How your floor absorbs and radiates heat is an important factor in how much energy you use to control the temperature of your house. A floor that is a good heat regulator will be energy and cost efficient, while a poor regulator can cost you a small fortune in additional heating over the long term.
How thermal mass works
To understand how a floor might perform in this regard, you will need to understand how thermal mass works. If you’ve ever leaned on a sun-warmed concrete wall, that’s thermal mass. It is the term given to describe how much thermal energy is required to heat a construction. Low thermal mass buildings heat up quickly, while high mass ones will take longer. On the flip side, a high thermal mass building such as brick or concrete will store the heat and radiate it back over a longer time.
Thermal mass and floors
The way thermal mass relates to floors is important because most times, the floor won’t be exposed to the most direct source of thermal energy – the sun. Floors can absorb warmth from a concrete slab’s sides being exposed to the sun, but this doesn’t translate very far. Most of the thermal energy will come from internal heating. Heat is attracted to cold, so will move to heat a floor with a higher thermal mass for longer but once the floor is sufficiently hot, the floor will hold onto that heat over a longer period of time.
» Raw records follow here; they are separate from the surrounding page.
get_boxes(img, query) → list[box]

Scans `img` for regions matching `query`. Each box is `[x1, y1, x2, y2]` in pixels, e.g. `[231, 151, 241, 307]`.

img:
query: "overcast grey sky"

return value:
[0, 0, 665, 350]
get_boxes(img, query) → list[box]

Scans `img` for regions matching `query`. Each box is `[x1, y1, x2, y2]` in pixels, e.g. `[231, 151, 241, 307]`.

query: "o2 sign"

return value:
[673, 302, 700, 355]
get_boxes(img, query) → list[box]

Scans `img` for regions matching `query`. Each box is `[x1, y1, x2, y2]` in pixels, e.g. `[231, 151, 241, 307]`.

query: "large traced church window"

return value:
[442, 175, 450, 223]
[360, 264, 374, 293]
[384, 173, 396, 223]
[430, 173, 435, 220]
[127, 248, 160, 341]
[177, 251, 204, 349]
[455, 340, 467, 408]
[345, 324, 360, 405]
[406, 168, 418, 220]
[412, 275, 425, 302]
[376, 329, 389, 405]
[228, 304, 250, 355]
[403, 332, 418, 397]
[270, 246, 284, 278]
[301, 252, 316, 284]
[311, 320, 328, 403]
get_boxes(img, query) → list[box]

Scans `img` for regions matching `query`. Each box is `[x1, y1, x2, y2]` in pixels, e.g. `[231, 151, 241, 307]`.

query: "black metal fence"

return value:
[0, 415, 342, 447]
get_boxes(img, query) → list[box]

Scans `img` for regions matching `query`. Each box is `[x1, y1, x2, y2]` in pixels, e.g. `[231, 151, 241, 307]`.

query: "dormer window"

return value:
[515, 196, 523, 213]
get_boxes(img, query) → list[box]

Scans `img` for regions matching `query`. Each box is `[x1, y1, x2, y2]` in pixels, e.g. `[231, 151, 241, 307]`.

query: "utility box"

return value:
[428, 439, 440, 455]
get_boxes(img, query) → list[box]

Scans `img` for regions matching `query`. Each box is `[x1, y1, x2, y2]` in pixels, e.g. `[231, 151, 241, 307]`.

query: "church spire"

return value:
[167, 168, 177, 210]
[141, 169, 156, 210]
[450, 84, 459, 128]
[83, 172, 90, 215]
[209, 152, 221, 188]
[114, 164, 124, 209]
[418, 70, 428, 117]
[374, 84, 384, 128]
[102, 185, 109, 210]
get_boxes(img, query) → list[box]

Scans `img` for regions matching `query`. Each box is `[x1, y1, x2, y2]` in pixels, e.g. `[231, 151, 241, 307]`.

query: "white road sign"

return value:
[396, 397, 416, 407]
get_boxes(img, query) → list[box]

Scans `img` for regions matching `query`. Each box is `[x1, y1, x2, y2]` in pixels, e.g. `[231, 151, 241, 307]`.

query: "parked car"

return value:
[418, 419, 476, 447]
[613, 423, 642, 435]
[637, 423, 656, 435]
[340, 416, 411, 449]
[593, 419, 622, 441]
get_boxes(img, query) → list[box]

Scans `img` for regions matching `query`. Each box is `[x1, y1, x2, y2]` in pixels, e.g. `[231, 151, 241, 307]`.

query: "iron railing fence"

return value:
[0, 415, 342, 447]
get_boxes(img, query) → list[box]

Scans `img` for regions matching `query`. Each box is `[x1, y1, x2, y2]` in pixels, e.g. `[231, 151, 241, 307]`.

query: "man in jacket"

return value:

Planning windows so that they expose a high thermal mass floor to the sun during daylight hours will also help to lower your costs.
Thermal mass of different types of floors
High mass floors are very solid; polished concrete, tile and stone floors typically have a very high thermal mass and are backed by a thick concrete slab which only adds to the ratio. Lower thermal mass floors usually consist of only a few layers of a lighter or less dense material, such as wood floors on beams and joists, and are often found over stumps. Anyone who has tried to heat a large room with a concrete floor will attest to how long the heater has to burn before the chill is taken off the room, but the floor will retain that heat for much longer than a wood floor over stumps.
How insulation helps
Floor insulation changes the way floors behave by providing the benefit of heat reflection without adding significantly to the mass. To compare with the previous example, sufficient insulation under the wood floor would provide the key benefit of a low mass floor and faster heating, without suffering from its major drawback, rapid heat loss.